Social tech, to me, is that entire system of technologies that makes social interaction with peers far simpler. Sharing ideas, information, knowledge. Building friendships with people that you would most likely never have met, being exposed to new ways of seeing as a matter of course. The value of networks.

Search, and especially semantic search, to make the retention of knowledge less valuable than how it is dealt with. All ever so slightly related, and all building a web that becomes "social tech".

The value of networks. Source: The Upcoming

As is my wont, I tend to see how social tech flows directly into waste management, or more importantly, resource recovery.


Wednesday, 1 May 2013

Mattress recycling in Western Australia


Garbologie's big announcement


Yesterday I accepted the keys for a small warehouse at 5/30-32 Stockdale Road, O'Connor. That little warehouse will house a mattress dismantling and recycling business. It will be the start of a network of recycling operations.

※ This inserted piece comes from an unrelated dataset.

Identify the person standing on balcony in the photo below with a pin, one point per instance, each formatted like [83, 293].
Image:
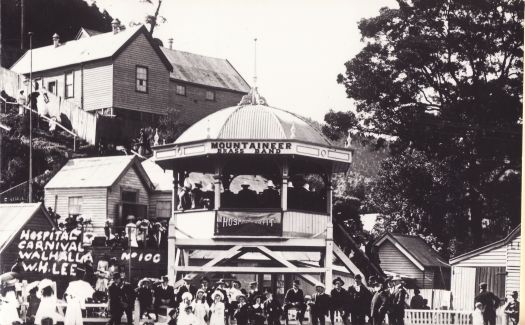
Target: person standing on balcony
[339, 303]
[22, 101]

Garbologie's new mattress recycling warehouse


I will be drawing on my experience in establishing a small recycling plant in Victoria, and then the first mattress recycling plant in Western Australia (the Hazelmere Recycling Centre when I was at the EMRC).

Garbologie will accept mattresses from anybody for a small fee, and for a slightly larger fee, will collect mattresses. We'll also be looking to spread the word with Councils, introducing dedicated mattress collection runs into verge collections. We will be the premier mattress recycler in Perth.